The central banks of Austria, Bolivia, Brazil, China, France, Germany, Greece, Hungary, Peru, Poland, Venezuela, and Zimbabwe have all failed to stop hyperinflation.
You're conflating the ability to do something with actually doing that something. Also, what's your point with regards to inflation and fiat currency? That seems tangential to the parent comment.
The conflation is appropriate as the original clam is that fiat currency is backed by trust that the nation won't default. If the nation defaults in both cases, they are equivalent.
> The central banks of Austria, Bolivia, Brazil, China, France, Germany, Greece, Hungary, Peru, Poland, Venezuela, and Zimbabwe have all failed to stop hyperinflation.
Which of those were central banks of nations where debts including both private and public debt were denominated principally in fiat whose monetary policy was controlled by the central bank?
Some of them were pre-fiat (gold standard), and some were dealing with situations were obligations were largely in externally-controlled fiat (e.g., USD.)
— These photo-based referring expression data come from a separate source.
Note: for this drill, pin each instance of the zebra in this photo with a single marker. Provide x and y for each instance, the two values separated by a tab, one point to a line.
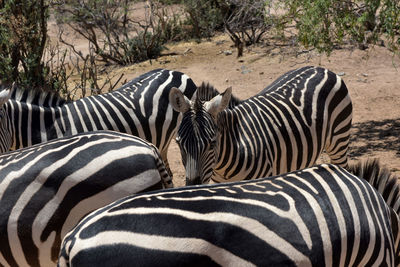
47	188
283	128
140	107
319	216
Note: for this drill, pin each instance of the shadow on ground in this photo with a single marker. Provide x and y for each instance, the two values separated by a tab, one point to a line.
373	136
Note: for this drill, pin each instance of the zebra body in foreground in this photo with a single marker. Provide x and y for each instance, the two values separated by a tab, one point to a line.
140	107
47	188
283	128
320	216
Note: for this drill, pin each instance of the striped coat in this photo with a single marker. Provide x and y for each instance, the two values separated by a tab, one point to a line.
283	128
320	216
47	188
140	107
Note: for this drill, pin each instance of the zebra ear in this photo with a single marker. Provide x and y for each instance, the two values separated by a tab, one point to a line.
6	94
218	103
179	101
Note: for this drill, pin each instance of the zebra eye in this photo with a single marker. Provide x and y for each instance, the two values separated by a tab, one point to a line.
213	142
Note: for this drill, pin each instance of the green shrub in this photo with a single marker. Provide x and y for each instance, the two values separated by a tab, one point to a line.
23	36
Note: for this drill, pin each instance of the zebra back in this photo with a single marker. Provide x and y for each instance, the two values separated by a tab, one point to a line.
320	216
140	107
381	179
40	98
47	188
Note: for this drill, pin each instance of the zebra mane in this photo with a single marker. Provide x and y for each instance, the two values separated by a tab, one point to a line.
206	92
384	181
36	97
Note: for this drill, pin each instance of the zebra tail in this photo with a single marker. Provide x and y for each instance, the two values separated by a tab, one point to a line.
381	178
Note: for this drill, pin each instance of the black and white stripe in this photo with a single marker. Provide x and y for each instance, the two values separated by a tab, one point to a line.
283	128
320	216
47	188
140	107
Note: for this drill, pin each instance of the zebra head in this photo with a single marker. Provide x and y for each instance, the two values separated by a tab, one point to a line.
198	133
5	125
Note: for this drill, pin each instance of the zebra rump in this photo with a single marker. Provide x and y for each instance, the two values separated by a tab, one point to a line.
47	188
319	216
386	182
140	107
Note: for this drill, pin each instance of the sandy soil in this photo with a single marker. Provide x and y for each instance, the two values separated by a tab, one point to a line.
372	76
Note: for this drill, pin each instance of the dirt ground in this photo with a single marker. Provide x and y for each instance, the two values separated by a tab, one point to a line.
372	76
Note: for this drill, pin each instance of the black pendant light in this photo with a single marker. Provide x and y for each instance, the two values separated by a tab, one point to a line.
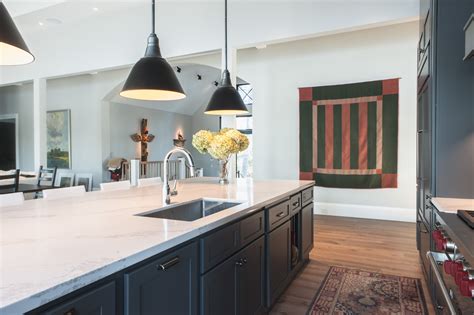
13	49
226	100
152	78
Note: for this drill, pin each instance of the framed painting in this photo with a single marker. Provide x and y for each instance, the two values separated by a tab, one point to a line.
58	134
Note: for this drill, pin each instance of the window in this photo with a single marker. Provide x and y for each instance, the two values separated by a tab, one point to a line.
244	124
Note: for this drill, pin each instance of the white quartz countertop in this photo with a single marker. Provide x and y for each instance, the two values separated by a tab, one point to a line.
49	248
452	204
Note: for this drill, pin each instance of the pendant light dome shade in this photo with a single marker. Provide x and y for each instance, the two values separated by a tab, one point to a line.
152	78
226	99
13	49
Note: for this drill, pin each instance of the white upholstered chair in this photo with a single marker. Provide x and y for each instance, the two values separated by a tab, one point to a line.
142	182
84	179
64	192
12	199
64	179
121	185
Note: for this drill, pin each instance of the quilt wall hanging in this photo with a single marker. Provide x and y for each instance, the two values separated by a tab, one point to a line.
349	134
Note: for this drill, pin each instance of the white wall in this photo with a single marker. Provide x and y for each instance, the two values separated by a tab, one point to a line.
83	95
18	99
278	71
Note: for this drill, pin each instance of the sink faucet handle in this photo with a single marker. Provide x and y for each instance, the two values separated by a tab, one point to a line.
174	191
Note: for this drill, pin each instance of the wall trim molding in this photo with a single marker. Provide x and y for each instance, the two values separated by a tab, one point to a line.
365	211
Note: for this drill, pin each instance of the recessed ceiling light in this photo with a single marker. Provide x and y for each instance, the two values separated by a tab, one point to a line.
53	21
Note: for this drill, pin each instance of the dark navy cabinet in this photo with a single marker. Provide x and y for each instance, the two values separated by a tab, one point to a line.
167	285
99	301
236	286
240	268
279	261
307	229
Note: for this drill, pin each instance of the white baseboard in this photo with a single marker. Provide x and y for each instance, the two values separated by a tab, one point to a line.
366	212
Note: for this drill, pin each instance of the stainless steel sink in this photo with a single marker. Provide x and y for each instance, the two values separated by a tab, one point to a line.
190	211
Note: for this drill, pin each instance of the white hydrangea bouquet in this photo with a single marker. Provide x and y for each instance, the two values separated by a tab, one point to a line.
221	145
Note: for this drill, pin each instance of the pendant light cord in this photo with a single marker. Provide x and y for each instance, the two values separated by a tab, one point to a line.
153	16
225	20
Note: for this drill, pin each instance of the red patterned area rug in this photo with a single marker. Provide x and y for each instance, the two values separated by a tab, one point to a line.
352	291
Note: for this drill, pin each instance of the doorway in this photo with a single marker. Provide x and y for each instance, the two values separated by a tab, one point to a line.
9	142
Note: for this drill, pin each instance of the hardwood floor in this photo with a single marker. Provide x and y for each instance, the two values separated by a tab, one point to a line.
381	246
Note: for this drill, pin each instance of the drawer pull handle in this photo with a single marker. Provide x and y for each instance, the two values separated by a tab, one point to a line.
167	265
72	311
241	262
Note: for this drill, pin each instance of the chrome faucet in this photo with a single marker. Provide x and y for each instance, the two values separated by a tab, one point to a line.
167	193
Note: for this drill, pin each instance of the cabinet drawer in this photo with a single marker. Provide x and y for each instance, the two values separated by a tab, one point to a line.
307	196
219	245
295	203
251	228
166	285
278	214
98	301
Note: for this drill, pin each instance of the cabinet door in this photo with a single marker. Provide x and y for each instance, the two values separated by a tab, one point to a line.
219	289
100	301
307	229
251	278
167	285
279	261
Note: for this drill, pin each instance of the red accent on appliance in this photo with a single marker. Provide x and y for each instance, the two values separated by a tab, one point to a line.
455	267
460	274
447	266
466	287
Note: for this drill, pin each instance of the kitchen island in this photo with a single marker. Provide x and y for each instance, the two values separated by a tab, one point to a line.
55	251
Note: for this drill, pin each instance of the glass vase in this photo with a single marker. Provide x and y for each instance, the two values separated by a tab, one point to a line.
223	172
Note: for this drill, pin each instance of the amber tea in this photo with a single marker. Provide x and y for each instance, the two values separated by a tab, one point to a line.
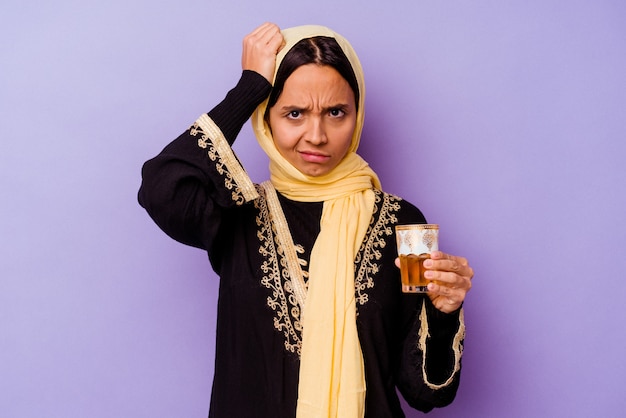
415	242
412	273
Hyperinflation is caused by very limited supply. If there is not enough food around people will give everything for it. It doesn't matter what the currency is and how much you print or not.
What could the central bank of zimbabwe have done to stop inflation? I agree that central banks can almost always stop inflation...as long as they are controlling a reserve currency that actually has international value. Otherwise there is actually very little a central bank can do when your currency isn't used for imports, exports, international trade etc and foreign dollars/euros/RNB are needed to do almost any economical meaningful transaction.
They could have stopped flooding the country with Zimbabwean dollars and hyperinflation would have stopped immediately. Of course, the central bank of Zimbabwe was never independent from the government, but that doesn't change the fact that whoever was in charge of the monetary policy could have stopped hyperinflation at any time, had they wanted to.